Friday, February 29, 2008

Price Controls Suck (the Yuan from the People's Pockets)

The United States (allegedly) goes to some extreme lengths for its oil. China is no stranger to these sorts of extremes. But only one of these countries has price controls on its petrol, and the People from that country pay more for petrol out of the pump than the country waging a war in the Middle East. (Sure, I prefer the colonial term "gas," but gas more accurately describes natural gas and that's a whole other story)

The biggest loser of China's price controls is its flagship company, PetroChina, which once had a "surreal market capitalization of just over $1 trillion, a figure roughly equal to the economic out of India," China's greatest weapon in the battle (in the eye's of observers from developed nations) for the king of the BRIC stack. Yesterday, an article at BusinessWeek, The Squeeze on PetroChina, explains the impact of the petrol price controls on PetroChina. Under "orders to subsidize fuel prices for consumers," PetroChina is selling petrol and diesel at a price that "reflect[s] $60 a barrel for oil, not $100 a barrel." The direct impact on PetroChina is obvious: even with robust profits on the global oil trade, 2007 growth in net profit is expected to be over 2% lower than the previous year. This is partially reflected in PetroChina's share values which "have fallen 40%-plus over the last four months."

The United States, without direct price controls, has lower gas prices than China.
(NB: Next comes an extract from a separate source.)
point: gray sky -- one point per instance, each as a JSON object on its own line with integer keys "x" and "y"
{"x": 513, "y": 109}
Are these price controls limiting incentive for innovation in business, systems and exploration, and limiting incentive for investors to invest in PetroChina? Or are the indirect price subsidies in the U.S. keeping our gas prices lower? Tax breaks for oil companies in the U.S. add up to about $18 billion per year which is almost equal to PetroChina's expected 2007 net revenue of $22 billion.

On a related note, China does the exact same thing with their coal.

On an unrelated note, G-7 countries are calling for an end to oil subsidies in China and India.